Dilapidations are items of disrepair or defects which tenants are required to rectify or pay to have remedied under repairing and decorating covenants contained in the lease.

At the end of a lease, a landlord may be able to claim damages from its tenant for losses arising from the tenant’s breach of its repairing covenants (known as a terminal dilapidations claim).

The Pre- Action Protocol for Claims to Damages in Relation to the Physical State of Commercial Property at Termination of a Tenancy (the ‘Dilapidations Protocol’) applies to such claims where they relate to commercial property situated in England and Wales. The Protocol must be followed before the landlord can issue a claim for terminal dilapidations.

The Protocol encourages early and full exchange of information in order to encourage parties to settle a dispute rather than litigating it.

The Protocol sets out the steps that both the landlord and the tenant should take in relation to terminal dilapidations claims and the timetable within which these steps should be carried out.

The keys steps are as follows;

A Schedule for dilapidations should be prepared by the landlord within a reasonable time not more than 56 days from the end of the lease (a schedule may be prepared and served before the expiry of the lease).  The Schedule must be in the format set out in the Protocol and endorsed either by the landlord or the landlord’s surveyor to confirm that in their opinion the works set out are reasonably required to remedy the breaches, that full account has been taken of the landlord’s intentions for the property and the costings are reasonable.

The landlord should also send a Quantified Demand which sets out a calculation of the damages claimed. Losses should be fully quantified by either an invoice or a detailed estimate and/or a diminution valuation. The landlord can recover the reasonable cost of undertaking the works plus loss of rent including service charge and rates for the period until the works have been completed.  However, the amount claimed will be subject to a cap in accordance with Section 18 of the Landlord & Tenant Act 1927 which provides that damages are limited to the diminution in the value of the landlord’s reversion caused by the breach.  Damages will also be limited or possibly not recoverable at all where it can be shown that the property is to be either demolished or where significant structural alterations are to be carried out which render the repairs pointless at the end of, or shortly after, the end of the term.

The tenant should be given a reasonable time to respond (which is usually 56 days). The response should be set out in sufficient detail to enable the landlord to clearly understand the tenant’s views on each item.

The landlord and tenant (and surveyors) are then encouraged to meet before the tenant is required to respond to the Quantified Demand. Meetings are on a without-prejudice basis and the Protocol encourages the parties to seek to agree as many of the items in dispute as possible.

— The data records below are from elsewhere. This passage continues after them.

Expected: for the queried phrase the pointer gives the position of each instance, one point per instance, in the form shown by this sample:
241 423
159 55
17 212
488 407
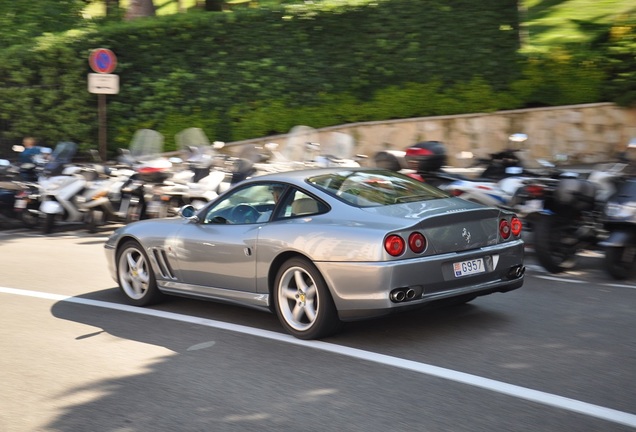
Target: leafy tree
22 20
140 8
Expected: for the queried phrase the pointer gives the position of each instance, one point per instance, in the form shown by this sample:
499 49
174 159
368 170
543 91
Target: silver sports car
319 247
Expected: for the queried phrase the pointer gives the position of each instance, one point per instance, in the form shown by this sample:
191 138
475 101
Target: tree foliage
22 20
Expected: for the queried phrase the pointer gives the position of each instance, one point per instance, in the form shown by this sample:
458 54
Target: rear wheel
556 244
135 276
619 261
303 303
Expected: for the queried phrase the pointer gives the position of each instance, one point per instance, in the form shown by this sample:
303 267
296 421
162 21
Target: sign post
103 61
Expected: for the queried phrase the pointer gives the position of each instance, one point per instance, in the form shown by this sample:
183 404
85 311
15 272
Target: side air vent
163 263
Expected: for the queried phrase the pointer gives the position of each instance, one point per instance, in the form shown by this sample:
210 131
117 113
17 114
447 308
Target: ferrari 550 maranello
321 247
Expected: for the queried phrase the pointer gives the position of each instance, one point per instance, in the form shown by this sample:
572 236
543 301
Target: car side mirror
188 212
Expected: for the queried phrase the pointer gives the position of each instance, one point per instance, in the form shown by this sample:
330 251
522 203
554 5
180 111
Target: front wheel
556 244
619 261
49 223
135 276
303 303
29 219
134 213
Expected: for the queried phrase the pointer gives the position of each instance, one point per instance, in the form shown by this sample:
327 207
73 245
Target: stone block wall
569 134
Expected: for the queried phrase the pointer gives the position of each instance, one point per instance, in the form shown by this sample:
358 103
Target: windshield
371 188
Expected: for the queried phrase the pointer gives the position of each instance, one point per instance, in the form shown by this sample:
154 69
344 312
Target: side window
302 204
248 205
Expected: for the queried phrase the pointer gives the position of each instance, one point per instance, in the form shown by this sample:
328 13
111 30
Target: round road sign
102 60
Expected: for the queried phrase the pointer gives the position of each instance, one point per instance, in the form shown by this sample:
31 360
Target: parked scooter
571 216
60 188
619 219
19 190
198 181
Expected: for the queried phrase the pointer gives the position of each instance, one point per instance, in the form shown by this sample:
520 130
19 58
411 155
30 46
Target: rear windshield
374 188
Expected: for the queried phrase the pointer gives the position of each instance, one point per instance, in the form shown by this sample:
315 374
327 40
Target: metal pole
101 113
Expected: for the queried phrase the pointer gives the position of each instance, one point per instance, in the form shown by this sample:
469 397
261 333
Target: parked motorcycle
197 179
19 190
570 219
619 219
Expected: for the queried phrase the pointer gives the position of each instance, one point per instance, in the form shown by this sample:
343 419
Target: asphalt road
558 354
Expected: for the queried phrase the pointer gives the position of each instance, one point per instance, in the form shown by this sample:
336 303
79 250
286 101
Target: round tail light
417 242
394 245
504 229
515 226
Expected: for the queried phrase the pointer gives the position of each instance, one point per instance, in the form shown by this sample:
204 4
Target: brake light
417 242
394 245
534 190
516 226
416 151
504 229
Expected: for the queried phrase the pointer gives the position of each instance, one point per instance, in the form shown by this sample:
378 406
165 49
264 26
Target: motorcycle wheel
134 212
555 249
29 219
90 220
49 223
619 261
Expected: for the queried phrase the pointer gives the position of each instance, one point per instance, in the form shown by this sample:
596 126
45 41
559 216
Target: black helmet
426 156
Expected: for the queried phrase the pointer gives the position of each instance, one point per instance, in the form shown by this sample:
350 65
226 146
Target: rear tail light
417 242
515 226
504 229
394 245
534 190
417 151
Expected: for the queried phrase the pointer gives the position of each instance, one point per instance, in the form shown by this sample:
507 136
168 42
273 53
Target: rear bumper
363 290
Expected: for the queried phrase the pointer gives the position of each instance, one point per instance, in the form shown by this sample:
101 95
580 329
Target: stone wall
567 134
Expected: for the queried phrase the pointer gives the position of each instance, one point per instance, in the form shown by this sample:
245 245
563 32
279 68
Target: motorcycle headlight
620 211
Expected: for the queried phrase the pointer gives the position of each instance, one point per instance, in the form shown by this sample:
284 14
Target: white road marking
544 398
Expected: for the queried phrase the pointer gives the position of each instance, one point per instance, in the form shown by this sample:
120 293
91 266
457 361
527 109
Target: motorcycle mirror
545 163
518 137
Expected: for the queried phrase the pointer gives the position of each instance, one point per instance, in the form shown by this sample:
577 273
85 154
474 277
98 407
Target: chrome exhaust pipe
398 296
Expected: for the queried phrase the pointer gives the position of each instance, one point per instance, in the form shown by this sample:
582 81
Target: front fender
51 207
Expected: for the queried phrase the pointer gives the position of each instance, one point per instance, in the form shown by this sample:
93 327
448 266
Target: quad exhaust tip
516 272
399 295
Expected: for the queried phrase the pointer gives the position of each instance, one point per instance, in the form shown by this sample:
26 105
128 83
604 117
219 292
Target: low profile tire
303 303
135 275
619 262
554 246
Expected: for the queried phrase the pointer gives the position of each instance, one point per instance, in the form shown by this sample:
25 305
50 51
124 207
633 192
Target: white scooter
59 196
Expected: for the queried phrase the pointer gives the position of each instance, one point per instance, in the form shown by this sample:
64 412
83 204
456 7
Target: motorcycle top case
576 194
426 156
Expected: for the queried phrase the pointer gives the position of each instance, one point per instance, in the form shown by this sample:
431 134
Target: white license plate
465 268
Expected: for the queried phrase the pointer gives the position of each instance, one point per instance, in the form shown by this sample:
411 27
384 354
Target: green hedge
255 72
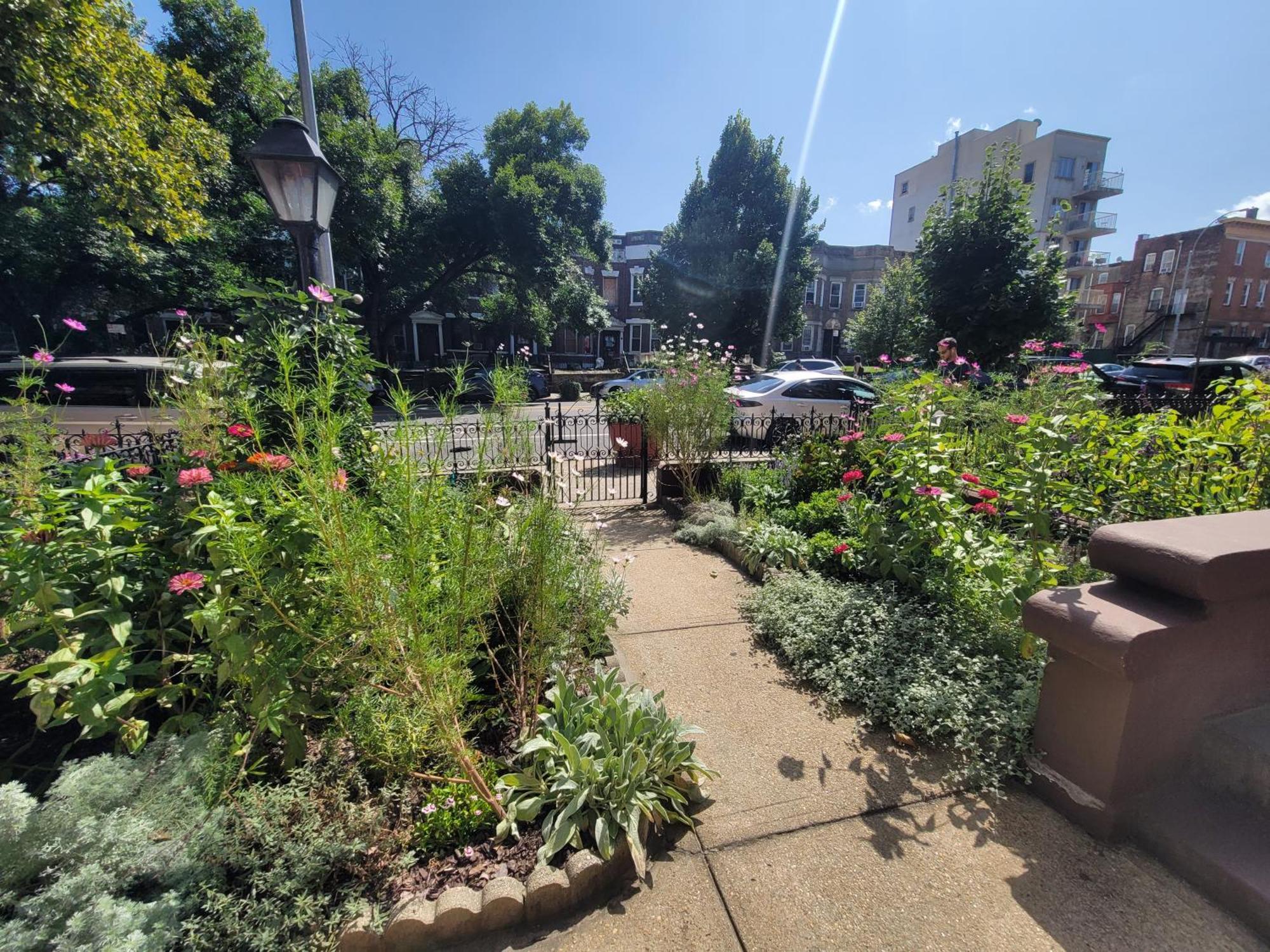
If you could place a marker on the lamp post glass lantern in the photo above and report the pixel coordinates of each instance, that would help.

If the Tenant relies on a diminution defence there is an obligation to disclose this and to provide a diminution valuation to the Landlord, usually within 56 days of receipt of the Quantified Demand.

Only if matters aren’t resolved in accordance with the Protocol, should the parties consider legal action.

The Protocol is in place to encourage settlement of dilapidations disputes. However, market conditions and buoyancy of the letting market may determine how a landlord deals with dilapidations.  If the market is good, the landlord may be minded to quickly settle a claim for terminal dilapidations because it can re-let the premises.  If the market is poor, then the landlord may be more likely to deal with the process carefully and maximise its claim.